The BER performance of the PSLM for different values of C, i.e. 2.6, 2.8, 3, 3.2 and 3.4 is depicted in Fig. 9. For the purpose of comparison, BER of original OFDM, CSLM, SLM with other sequences such as zad-off chu, Hadamard, Chaotic and Riemann sequence are plotted. The simulation results depict that the BER performance of SLM with Riemann, Zad off chu and chaotic sequences are worse than CSLM. Whereas, the PSLM shows the similar BER performance as CSLM for higher values of the expansion factor (C ≥ 3). The CSLM, original OFDM, SLM with Hadamard and PSLM requires Eb/No of 15 dB to maintain a BER of 10−2 in Rayleigh channel. Whereas, SLM with Riemann sequence requires 26 dB to maintain the same BER. Hence it is not useful for practical communication system.

Fig. 9
figure 9

BER performance comparison of proposed SLM and SLM with various phase sequences for N = 256

The BER performance of Hadamard sequence is same as CSLM but PAPR reduction is poor. Though Riemann sequence provides good PAPR reduction, the BER performance is worse than the proposed sequence. Therefore, Riemann sequence is not an acceptable choice for SLM-OFDM system. However, the proposed technique provides a slight improvement in PAPR reduction when compared with CSLM without BER degradation.

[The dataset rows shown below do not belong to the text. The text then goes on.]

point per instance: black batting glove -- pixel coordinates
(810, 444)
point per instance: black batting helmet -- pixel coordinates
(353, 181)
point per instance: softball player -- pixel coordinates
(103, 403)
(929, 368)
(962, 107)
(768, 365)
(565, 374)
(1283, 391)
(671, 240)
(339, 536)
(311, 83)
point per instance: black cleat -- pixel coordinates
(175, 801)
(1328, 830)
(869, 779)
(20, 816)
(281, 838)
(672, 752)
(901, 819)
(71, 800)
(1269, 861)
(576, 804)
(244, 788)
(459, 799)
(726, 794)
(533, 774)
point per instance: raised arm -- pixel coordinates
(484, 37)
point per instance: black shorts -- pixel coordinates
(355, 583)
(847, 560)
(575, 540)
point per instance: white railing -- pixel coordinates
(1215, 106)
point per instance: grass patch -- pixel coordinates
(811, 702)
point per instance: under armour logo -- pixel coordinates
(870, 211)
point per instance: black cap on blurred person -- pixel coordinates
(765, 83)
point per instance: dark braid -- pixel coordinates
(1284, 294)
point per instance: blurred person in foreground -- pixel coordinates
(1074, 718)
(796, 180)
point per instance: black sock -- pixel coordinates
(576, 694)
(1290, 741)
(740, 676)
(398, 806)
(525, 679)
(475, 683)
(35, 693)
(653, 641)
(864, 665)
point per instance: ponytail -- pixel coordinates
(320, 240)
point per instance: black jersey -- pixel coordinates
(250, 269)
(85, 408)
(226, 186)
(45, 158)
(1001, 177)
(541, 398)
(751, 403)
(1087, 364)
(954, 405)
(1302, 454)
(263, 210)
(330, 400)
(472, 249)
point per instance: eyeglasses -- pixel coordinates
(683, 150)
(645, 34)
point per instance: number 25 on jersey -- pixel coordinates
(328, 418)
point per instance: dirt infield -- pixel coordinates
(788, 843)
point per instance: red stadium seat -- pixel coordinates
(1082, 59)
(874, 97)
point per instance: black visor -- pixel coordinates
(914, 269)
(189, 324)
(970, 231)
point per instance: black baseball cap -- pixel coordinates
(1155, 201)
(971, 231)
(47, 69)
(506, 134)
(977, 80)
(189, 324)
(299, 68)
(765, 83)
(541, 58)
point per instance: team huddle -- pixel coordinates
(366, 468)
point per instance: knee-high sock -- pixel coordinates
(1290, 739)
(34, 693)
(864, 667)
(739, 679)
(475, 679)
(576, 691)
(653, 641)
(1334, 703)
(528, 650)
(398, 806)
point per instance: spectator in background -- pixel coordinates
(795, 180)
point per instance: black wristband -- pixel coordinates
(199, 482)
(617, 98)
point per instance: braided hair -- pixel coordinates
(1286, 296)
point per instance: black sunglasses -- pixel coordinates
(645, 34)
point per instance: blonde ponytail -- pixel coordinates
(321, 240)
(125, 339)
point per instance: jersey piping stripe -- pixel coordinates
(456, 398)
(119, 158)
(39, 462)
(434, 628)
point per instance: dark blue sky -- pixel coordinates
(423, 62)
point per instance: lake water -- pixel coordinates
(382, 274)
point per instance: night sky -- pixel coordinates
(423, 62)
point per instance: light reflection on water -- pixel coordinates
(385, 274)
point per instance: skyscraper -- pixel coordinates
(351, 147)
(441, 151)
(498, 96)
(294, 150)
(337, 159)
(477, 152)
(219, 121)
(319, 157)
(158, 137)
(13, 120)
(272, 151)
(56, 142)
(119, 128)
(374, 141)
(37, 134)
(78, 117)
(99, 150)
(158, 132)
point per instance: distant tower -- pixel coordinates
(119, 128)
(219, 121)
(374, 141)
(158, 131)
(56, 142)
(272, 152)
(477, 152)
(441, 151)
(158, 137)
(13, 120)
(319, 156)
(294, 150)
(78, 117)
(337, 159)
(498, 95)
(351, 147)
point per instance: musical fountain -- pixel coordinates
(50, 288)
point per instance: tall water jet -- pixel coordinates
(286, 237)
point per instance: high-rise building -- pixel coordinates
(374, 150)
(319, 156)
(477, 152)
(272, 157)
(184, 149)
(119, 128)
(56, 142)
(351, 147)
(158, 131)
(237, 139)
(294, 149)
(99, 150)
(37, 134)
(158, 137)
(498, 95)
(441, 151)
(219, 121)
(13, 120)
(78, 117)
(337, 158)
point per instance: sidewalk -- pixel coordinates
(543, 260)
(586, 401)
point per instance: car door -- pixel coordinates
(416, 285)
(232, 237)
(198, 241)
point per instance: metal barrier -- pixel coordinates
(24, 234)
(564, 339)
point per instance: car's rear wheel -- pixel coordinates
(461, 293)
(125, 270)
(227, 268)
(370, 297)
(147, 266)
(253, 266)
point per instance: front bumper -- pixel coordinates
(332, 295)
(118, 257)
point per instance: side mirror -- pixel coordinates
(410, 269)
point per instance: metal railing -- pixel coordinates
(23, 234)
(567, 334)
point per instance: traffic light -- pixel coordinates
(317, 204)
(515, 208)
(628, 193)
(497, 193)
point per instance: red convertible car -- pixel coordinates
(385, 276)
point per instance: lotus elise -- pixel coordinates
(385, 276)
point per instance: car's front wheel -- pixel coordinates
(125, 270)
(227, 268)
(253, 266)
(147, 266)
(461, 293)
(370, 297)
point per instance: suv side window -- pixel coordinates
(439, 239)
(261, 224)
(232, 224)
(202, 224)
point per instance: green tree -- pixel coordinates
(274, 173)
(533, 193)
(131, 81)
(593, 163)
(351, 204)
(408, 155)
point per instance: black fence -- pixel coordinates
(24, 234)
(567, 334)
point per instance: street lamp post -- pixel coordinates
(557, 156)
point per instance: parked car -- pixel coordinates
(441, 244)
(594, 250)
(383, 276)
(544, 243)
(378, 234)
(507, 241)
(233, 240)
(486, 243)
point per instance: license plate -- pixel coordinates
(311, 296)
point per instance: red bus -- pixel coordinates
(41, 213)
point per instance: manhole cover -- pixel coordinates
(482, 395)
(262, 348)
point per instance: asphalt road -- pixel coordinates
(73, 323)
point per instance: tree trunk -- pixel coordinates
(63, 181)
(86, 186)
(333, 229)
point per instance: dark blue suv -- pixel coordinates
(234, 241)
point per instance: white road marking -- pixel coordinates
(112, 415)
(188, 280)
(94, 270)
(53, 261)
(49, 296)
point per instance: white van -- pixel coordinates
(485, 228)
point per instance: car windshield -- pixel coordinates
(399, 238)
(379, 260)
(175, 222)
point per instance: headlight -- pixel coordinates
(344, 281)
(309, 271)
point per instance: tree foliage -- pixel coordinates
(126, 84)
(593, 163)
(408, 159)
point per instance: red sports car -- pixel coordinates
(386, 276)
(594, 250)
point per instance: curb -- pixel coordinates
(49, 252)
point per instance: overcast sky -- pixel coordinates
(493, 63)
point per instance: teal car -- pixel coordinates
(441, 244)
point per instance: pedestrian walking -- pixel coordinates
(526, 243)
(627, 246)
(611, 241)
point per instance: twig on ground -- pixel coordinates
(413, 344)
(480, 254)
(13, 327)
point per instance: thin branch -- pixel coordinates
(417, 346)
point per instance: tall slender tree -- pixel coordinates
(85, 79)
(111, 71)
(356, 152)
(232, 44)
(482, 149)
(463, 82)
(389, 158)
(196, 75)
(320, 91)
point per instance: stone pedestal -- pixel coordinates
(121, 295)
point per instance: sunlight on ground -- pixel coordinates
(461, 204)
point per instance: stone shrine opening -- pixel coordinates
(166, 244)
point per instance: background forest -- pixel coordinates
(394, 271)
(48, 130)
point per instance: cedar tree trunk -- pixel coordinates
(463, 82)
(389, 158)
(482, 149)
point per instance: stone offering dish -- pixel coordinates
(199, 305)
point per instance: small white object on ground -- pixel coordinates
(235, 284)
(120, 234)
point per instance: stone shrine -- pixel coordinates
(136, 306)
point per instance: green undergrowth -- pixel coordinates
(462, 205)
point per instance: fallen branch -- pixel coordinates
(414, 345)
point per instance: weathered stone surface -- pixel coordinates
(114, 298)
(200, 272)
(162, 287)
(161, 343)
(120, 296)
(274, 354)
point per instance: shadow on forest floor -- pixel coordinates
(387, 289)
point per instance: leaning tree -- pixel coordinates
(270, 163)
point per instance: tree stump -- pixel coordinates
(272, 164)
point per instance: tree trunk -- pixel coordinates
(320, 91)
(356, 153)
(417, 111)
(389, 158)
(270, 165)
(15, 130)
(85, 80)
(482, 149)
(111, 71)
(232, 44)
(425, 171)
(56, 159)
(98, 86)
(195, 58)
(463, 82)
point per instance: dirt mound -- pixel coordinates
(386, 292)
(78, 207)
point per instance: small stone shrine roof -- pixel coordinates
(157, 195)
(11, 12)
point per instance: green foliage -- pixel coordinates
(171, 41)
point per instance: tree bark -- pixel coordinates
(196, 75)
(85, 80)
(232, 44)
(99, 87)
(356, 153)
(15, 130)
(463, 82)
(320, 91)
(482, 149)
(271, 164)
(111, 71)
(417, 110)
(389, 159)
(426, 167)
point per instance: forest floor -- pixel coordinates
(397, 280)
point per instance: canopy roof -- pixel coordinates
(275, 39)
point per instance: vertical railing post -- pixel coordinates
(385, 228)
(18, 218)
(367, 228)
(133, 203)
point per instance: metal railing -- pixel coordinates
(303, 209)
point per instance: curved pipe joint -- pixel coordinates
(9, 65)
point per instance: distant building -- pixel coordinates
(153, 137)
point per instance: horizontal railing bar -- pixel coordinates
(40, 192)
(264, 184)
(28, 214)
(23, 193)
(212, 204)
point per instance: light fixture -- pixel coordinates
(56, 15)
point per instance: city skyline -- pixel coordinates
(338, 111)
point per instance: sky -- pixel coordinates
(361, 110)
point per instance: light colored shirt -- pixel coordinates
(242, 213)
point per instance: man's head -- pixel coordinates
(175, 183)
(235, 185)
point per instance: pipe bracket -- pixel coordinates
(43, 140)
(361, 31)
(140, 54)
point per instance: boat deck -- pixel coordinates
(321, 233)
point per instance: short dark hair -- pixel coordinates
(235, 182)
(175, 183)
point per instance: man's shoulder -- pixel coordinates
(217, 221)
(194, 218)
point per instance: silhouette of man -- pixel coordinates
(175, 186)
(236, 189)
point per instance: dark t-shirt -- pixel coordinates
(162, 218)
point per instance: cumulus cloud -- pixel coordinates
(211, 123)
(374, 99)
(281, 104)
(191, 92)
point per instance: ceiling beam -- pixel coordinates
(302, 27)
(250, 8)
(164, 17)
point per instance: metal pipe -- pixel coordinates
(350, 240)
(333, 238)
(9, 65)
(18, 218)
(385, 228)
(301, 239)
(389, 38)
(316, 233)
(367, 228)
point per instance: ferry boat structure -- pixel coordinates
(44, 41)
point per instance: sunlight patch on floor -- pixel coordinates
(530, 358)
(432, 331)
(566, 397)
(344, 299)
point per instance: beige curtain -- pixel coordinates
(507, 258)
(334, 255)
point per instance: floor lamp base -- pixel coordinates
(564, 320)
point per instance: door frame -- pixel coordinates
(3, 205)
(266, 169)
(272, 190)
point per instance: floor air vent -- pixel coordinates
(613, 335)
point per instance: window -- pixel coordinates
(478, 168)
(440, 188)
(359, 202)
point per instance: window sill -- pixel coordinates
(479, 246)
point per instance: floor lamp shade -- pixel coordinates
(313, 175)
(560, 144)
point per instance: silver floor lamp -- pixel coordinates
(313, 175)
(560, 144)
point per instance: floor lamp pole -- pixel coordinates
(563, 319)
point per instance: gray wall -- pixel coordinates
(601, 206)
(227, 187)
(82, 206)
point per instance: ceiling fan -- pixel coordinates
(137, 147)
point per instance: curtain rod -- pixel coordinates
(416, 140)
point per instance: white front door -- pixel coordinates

Hence, the proposed sequence would be the best choice for an SLM-OFDM system.

5 Conclusion

In this paper, a new SLM scheme has been proposed using a sequence with similar auto correlation properties as a random sequence to reduce the PAPR without transmitting any explicit SI bits. In the proposed scheme, LRNG has been used to construct phase sequence, which ensures that the nature of phase sequence generated is random. The unique periodicity property of the sequence generated using LRNG enables us to embed the SI in the transmitted data block, which saves the bandwidth spent for SI transmission. As this technique modifies the magnitude of only a few symbols, it does not have a great impact on the transmitted power and BER performance. However, it marginally improves PAPR reduction performance when compared to conventional SLM. Hence, the proposed sequence can be a potential alternative for a random number with an advantage of embedded SI. However, it is applicable only for M-ary PSK modulated symbols, as all the bits have the same energy which enables us to embed SI.